“Yes, sar, I done knows now,” and with a grin he banged the door, mounted his box and drove me somewhere, and I alighted, paid my fare, and heard him depart, for I could not see him, or the house either, except with the eye of faith, but of course it was mine, and I groped my way through the gate and up to the front door, to which I tried to fit my night-key, in vain, and after fumbling awhile at the key hole, and trying a shutter to see if it was unfastened, I was hunting for the bell knob, when suddenly a window from above was opened; there was a clicking sound, and then the sharp ring of a pistol broke the midnight stillness. I was not hit, but a good deal scared, and yelled out:

“For Heaven’s sake, Cilly, what do you mean by firing away at a chap like this?”

“John Logan, is that you? We thought it was a burglar. What are you here for?” some one called from the window, while at the same moment the gas flashed up in the hall and showed me where I was.

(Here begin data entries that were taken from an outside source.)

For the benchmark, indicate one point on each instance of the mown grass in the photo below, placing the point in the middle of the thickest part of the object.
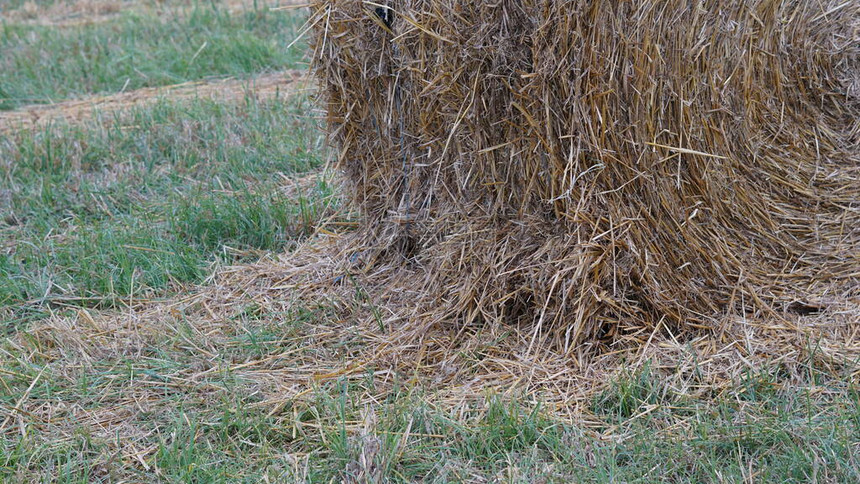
(46, 64)
(134, 205)
(194, 419)
(101, 211)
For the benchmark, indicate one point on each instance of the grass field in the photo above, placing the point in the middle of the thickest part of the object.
(114, 368)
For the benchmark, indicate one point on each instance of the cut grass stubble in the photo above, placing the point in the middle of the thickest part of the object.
(144, 199)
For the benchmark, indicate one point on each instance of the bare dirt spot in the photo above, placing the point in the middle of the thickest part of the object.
(263, 86)
(82, 12)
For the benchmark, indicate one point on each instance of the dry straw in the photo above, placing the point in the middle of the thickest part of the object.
(597, 171)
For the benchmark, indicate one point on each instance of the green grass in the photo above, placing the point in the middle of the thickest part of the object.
(136, 204)
(213, 428)
(98, 212)
(46, 64)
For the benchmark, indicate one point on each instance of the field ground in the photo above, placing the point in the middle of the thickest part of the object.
(162, 177)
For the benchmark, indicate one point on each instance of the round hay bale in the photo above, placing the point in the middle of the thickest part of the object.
(593, 168)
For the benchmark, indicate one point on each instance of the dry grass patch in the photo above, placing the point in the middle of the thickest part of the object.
(229, 90)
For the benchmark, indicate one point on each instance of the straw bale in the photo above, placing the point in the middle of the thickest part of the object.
(590, 169)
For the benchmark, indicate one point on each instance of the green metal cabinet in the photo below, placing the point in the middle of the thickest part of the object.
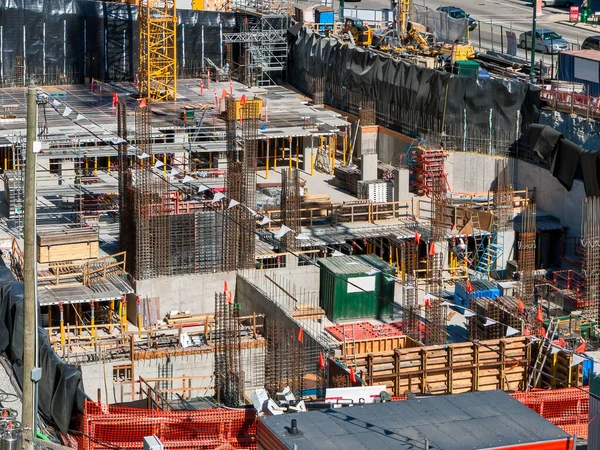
(351, 290)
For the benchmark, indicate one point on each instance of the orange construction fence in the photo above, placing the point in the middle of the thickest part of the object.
(566, 408)
(108, 427)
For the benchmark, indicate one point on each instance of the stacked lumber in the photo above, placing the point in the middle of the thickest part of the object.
(489, 365)
(67, 244)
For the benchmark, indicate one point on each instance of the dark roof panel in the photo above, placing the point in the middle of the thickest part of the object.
(473, 420)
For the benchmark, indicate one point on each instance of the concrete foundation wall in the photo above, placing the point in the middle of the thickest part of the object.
(99, 375)
(194, 293)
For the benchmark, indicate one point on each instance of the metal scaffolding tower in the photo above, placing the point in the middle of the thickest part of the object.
(263, 40)
(158, 56)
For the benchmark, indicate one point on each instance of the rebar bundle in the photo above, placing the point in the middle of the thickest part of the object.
(527, 255)
(438, 207)
(435, 313)
(412, 316)
(229, 376)
(290, 206)
(318, 91)
(503, 196)
(239, 248)
(590, 241)
(366, 113)
(284, 364)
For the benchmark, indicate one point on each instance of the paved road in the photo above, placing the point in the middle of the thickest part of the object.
(498, 16)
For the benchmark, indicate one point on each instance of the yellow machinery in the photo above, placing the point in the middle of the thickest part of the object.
(463, 52)
(361, 34)
(157, 21)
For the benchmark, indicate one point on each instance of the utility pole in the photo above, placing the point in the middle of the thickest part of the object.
(29, 277)
(533, 42)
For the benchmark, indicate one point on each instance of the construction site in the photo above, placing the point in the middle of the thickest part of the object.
(259, 225)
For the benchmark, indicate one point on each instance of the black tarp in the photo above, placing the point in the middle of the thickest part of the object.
(60, 389)
(414, 98)
(95, 39)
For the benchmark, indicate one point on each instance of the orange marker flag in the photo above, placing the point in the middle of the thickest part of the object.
(539, 317)
(352, 376)
(469, 287)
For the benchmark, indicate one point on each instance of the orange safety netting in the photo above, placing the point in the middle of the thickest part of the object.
(106, 427)
(566, 408)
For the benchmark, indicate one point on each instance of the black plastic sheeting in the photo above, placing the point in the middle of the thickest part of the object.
(96, 39)
(566, 160)
(61, 388)
(411, 88)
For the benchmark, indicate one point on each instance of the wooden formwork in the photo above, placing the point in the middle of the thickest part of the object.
(377, 345)
(450, 369)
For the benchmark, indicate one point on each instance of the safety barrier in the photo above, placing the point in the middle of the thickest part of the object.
(567, 408)
(102, 426)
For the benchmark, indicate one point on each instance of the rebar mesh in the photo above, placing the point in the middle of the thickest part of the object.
(527, 248)
(590, 241)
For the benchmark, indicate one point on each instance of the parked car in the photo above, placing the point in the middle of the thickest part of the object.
(546, 41)
(561, 3)
(457, 13)
(591, 43)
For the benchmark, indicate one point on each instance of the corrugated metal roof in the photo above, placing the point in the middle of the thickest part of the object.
(542, 223)
(450, 422)
(594, 55)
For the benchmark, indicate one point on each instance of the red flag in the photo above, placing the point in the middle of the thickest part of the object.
(352, 376)
(469, 287)
(539, 317)
(581, 348)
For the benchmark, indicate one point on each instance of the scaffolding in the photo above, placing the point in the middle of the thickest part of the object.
(527, 256)
(261, 41)
(229, 376)
(590, 241)
(157, 20)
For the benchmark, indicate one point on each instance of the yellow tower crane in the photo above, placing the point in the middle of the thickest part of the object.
(157, 20)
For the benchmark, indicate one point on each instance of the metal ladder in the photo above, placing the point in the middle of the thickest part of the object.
(490, 254)
(536, 372)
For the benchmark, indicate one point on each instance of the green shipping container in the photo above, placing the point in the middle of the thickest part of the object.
(350, 291)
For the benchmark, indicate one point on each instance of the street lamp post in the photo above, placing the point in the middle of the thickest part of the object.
(533, 43)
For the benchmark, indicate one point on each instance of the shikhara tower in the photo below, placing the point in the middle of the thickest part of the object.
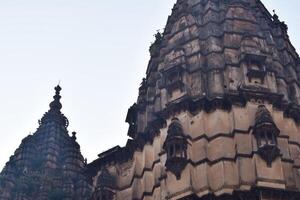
(217, 116)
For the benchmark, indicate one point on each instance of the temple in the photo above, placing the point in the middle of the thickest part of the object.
(217, 118)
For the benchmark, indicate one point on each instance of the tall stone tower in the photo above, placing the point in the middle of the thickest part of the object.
(217, 115)
(48, 165)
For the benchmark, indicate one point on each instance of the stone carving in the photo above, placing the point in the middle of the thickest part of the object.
(176, 148)
(266, 133)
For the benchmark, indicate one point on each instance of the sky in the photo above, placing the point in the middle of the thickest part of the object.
(97, 50)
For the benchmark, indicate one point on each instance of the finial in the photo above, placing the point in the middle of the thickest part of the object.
(275, 16)
(56, 105)
(74, 135)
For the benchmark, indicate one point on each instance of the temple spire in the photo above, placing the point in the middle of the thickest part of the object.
(55, 104)
(54, 114)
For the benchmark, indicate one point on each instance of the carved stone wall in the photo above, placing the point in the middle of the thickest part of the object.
(222, 158)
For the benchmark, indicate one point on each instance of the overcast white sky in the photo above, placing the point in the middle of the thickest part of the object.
(99, 51)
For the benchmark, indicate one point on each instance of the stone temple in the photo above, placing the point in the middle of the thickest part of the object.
(217, 118)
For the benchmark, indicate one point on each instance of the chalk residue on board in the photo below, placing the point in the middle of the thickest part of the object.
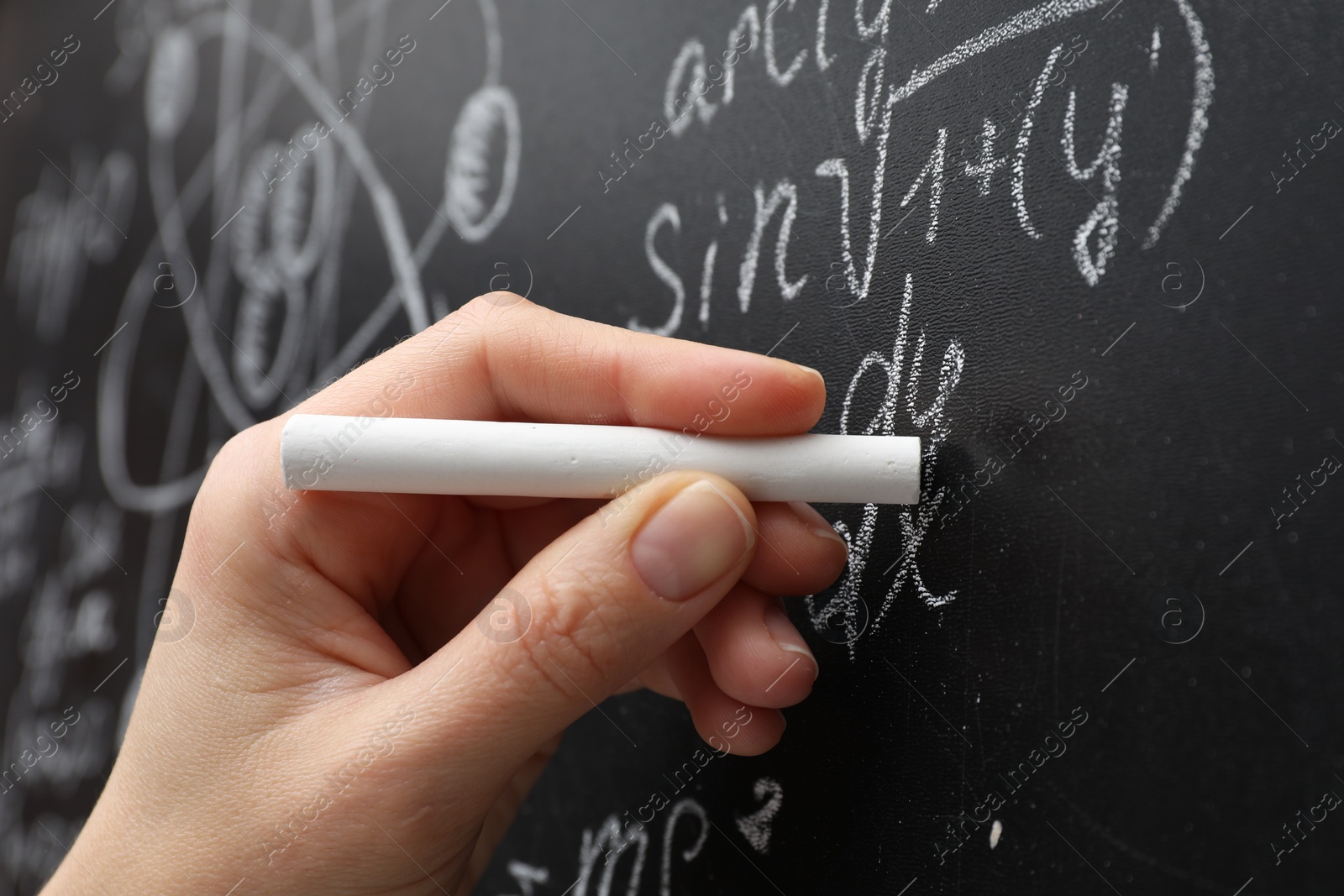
(1198, 118)
(756, 826)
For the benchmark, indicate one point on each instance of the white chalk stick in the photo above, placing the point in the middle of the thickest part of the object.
(559, 459)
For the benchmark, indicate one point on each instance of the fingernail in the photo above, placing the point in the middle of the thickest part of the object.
(810, 517)
(781, 629)
(690, 542)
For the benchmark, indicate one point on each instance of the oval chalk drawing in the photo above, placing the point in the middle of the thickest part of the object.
(468, 176)
(171, 83)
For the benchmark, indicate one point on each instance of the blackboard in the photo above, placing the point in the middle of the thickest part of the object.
(1086, 249)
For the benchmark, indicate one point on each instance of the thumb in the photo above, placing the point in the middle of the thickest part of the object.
(584, 617)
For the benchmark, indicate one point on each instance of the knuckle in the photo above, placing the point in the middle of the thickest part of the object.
(575, 622)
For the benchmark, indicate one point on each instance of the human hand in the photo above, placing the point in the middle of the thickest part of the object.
(344, 718)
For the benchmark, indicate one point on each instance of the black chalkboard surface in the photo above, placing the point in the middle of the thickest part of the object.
(1086, 249)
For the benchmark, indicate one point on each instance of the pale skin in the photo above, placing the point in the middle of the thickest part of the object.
(342, 716)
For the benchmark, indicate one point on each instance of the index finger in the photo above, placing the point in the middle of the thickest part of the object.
(504, 358)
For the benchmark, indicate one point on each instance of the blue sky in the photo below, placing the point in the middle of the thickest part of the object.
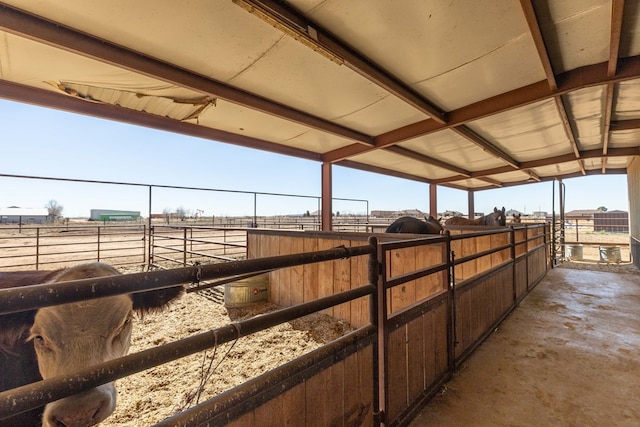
(43, 142)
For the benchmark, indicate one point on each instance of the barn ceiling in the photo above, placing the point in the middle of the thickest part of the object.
(465, 94)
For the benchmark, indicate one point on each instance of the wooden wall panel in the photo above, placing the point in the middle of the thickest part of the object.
(325, 397)
(360, 308)
(326, 274)
(402, 261)
(521, 277)
(310, 271)
(415, 358)
(428, 256)
(396, 372)
(358, 390)
(342, 282)
(296, 274)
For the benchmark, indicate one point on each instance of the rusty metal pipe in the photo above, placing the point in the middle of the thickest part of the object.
(32, 297)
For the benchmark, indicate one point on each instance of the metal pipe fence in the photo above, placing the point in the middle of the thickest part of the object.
(392, 318)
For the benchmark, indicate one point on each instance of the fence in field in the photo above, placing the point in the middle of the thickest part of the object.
(420, 306)
(187, 242)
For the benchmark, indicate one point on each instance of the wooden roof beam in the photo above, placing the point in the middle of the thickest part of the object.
(620, 125)
(50, 33)
(617, 13)
(588, 76)
(538, 40)
(295, 24)
(527, 166)
(50, 99)
(485, 145)
(426, 159)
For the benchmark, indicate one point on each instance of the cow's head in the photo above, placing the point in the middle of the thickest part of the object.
(72, 336)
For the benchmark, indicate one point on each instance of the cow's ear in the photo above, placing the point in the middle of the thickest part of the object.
(145, 302)
(15, 327)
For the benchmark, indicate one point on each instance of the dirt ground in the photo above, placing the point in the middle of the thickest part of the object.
(567, 356)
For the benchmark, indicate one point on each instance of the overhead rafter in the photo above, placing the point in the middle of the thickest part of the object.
(543, 55)
(484, 144)
(591, 75)
(528, 165)
(426, 159)
(617, 13)
(32, 27)
(293, 23)
(620, 125)
(45, 98)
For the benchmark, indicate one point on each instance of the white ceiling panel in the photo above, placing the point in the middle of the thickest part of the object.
(627, 100)
(527, 132)
(584, 108)
(429, 91)
(450, 147)
(576, 39)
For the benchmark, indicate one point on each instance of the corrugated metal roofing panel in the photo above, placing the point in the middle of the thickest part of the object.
(454, 149)
(627, 104)
(584, 108)
(402, 164)
(583, 41)
(625, 138)
(476, 61)
(528, 132)
(464, 72)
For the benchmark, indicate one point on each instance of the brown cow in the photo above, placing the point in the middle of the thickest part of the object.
(61, 339)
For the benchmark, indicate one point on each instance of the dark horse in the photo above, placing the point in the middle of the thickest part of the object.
(409, 224)
(498, 217)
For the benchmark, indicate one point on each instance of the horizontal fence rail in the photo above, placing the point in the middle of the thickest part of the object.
(419, 305)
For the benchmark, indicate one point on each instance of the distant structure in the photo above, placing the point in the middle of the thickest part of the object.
(581, 214)
(612, 221)
(113, 215)
(18, 215)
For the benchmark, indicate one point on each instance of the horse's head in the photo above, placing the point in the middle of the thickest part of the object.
(434, 225)
(499, 217)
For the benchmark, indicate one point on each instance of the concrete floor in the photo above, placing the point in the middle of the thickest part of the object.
(569, 355)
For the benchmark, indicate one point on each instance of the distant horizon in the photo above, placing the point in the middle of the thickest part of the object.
(44, 142)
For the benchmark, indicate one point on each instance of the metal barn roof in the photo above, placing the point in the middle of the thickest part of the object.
(465, 94)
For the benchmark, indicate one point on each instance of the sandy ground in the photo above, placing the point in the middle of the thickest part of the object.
(567, 356)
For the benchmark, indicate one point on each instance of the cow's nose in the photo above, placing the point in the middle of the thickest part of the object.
(85, 418)
(81, 410)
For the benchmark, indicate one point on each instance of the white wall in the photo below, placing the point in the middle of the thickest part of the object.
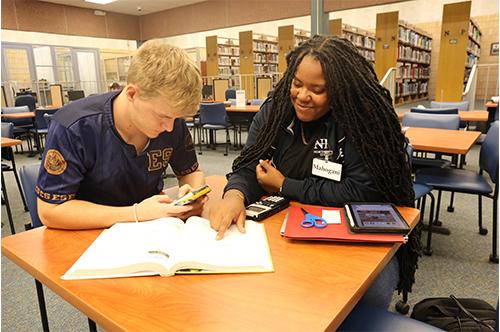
(39, 38)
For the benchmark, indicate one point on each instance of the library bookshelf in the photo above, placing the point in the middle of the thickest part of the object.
(413, 66)
(408, 49)
(289, 37)
(258, 63)
(364, 40)
(223, 60)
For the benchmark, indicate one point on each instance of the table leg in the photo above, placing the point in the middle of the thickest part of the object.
(7, 206)
(92, 326)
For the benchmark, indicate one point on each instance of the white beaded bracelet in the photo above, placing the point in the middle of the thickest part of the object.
(135, 212)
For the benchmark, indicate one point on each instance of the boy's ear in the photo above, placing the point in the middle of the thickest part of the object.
(131, 91)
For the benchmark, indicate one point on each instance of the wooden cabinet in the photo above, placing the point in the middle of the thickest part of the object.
(258, 58)
(223, 59)
(408, 49)
(116, 69)
(288, 38)
(364, 40)
(458, 52)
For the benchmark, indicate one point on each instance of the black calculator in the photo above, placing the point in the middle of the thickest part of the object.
(266, 207)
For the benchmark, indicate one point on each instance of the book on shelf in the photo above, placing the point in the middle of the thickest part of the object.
(169, 246)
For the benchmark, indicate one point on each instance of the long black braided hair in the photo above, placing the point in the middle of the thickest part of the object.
(364, 110)
(360, 105)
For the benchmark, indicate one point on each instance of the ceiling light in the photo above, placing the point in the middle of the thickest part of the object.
(101, 2)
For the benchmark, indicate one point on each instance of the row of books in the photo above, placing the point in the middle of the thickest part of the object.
(299, 39)
(228, 50)
(227, 61)
(474, 32)
(411, 88)
(228, 71)
(470, 60)
(473, 47)
(265, 68)
(265, 47)
(369, 55)
(410, 54)
(412, 71)
(360, 41)
(265, 57)
(414, 38)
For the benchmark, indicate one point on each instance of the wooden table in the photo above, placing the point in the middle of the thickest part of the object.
(242, 116)
(442, 140)
(479, 116)
(9, 143)
(20, 115)
(243, 109)
(314, 287)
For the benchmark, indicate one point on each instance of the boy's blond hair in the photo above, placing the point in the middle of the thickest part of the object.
(159, 69)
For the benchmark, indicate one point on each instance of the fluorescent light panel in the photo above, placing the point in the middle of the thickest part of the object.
(101, 2)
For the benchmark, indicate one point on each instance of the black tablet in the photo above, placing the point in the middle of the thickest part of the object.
(375, 218)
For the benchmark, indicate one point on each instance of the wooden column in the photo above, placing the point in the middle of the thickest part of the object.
(453, 51)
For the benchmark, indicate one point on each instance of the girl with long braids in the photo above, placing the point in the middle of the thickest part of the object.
(328, 106)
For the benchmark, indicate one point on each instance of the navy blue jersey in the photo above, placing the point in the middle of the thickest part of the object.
(85, 157)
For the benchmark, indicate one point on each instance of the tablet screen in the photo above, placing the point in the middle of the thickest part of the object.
(377, 216)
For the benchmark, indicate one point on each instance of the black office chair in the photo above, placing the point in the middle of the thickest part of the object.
(213, 117)
(230, 93)
(75, 94)
(21, 126)
(207, 91)
(7, 154)
(29, 176)
(431, 120)
(26, 100)
(468, 182)
(41, 124)
(370, 318)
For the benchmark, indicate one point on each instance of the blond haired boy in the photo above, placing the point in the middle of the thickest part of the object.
(105, 155)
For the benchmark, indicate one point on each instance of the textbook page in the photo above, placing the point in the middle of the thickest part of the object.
(127, 249)
(235, 253)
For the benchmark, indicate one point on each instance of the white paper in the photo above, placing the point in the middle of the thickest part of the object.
(240, 98)
(331, 216)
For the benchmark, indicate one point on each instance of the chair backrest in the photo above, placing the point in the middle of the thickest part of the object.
(488, 156)
(257, 101)
(18, 109)
(29, 176)
(75, 94)
(7, 129)
(43, 118)
(434, 110)
(26, 100)
(213, 113)
(230, 93)
(441, 121)
(48, 117)
(461, 105)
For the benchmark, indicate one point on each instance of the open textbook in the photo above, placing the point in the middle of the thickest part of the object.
(168, 246)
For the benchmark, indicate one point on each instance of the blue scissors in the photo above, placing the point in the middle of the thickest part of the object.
(312, 220)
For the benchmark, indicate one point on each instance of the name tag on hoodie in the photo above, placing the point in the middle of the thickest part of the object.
(327, 169)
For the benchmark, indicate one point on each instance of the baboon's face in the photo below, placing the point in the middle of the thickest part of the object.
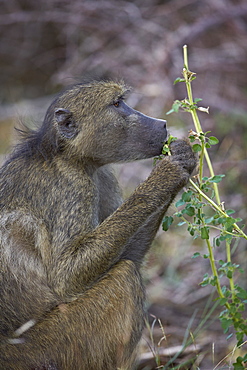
(111, 131)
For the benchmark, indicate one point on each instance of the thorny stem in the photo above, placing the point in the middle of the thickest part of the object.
(214, 269)
(187, 76)
(228, 256)
(216, 207)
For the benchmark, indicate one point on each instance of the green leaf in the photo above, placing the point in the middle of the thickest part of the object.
(213, 140)
(216, 178)
(179, 203)
(208, 220)
(205, 232)
(178, 80)
(190, 211)
(225, 323)
(186, 196)
(181, 223)
(167, 221)
(197, 148)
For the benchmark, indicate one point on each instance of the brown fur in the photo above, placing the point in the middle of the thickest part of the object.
(71, 290)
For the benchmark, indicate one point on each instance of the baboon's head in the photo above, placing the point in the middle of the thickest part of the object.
(93, 121)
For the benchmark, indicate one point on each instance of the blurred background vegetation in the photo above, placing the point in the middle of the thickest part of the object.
(50, 44)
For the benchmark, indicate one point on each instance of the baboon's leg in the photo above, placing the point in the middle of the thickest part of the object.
(98, 330)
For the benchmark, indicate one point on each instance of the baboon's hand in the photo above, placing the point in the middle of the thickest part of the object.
(183, 154)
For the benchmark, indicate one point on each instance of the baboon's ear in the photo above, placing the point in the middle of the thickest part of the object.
(67, 126)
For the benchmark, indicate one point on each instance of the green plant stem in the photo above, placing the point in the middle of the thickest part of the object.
(216, 207)
(214, 269)
(196, 121)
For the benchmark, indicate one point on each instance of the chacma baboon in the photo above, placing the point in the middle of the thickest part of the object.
(71, 292)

Not at my house at all, but at the large boarding house at the upper end of the street, kept by a dashing grass widow. Hastily explaining my mistake, I said good night to Bob Sawyer, one of the boarders, whose loud laugh discomfited me somewhat as I felt my way into the street and started toward home.

This time I was sure I was right by the trees near the gate, but the front door was gone—moved, and not wishing to venture into unknown regions, I concluded to try the bath-room door, for our rooms were adjoining it, and I could easily speak to Cilly without alarming her. So I tried it, and after floundering over piles of rubbish, and tearing my trousers on broads full of nails, and plunging up to my knees in what seemed to be a muddy ditch, and which smelled awfully, I suddenly found myself plump in the cistern, with the water up to my chin; at the same time I heard a succession of feminine shrieks, conspicuous among which was Cilly’s voice, crying out:

“Oh, we shall all be murdered. It is a burglar. Throw something at him.”

And they did throw—first a soap dish, then the poker, then the broom, and lastly a pair of my old boots.

“Cilly, Cilly!” I screamed; “are you mad? It’s I, John, drowning in the cistern.”

Then such a Babel as ensued; such a scrambling down stairs, and opening of doors, and thrusting out of tallow candles into the darkness. But I was out of the cistern by this time, and, wet as a drowned rat, confronted Cilly in her night-gown and crimping-pins, and asked her “What the deuse was up?”

“Oh, John!” she sobbed; “everything is up; the drain,” (that explained the smell), “the floor, and the pump, and the walk, and I’ve had such a dreadful time, and mother’s down with the rheumatism, and Jane has sprained her ankle, and Mary has gone, and I have got such a cold, and the town is full of burglars, and I thought you were one, and I wish we hadn’t repaired, it’s all so nasty and awful.”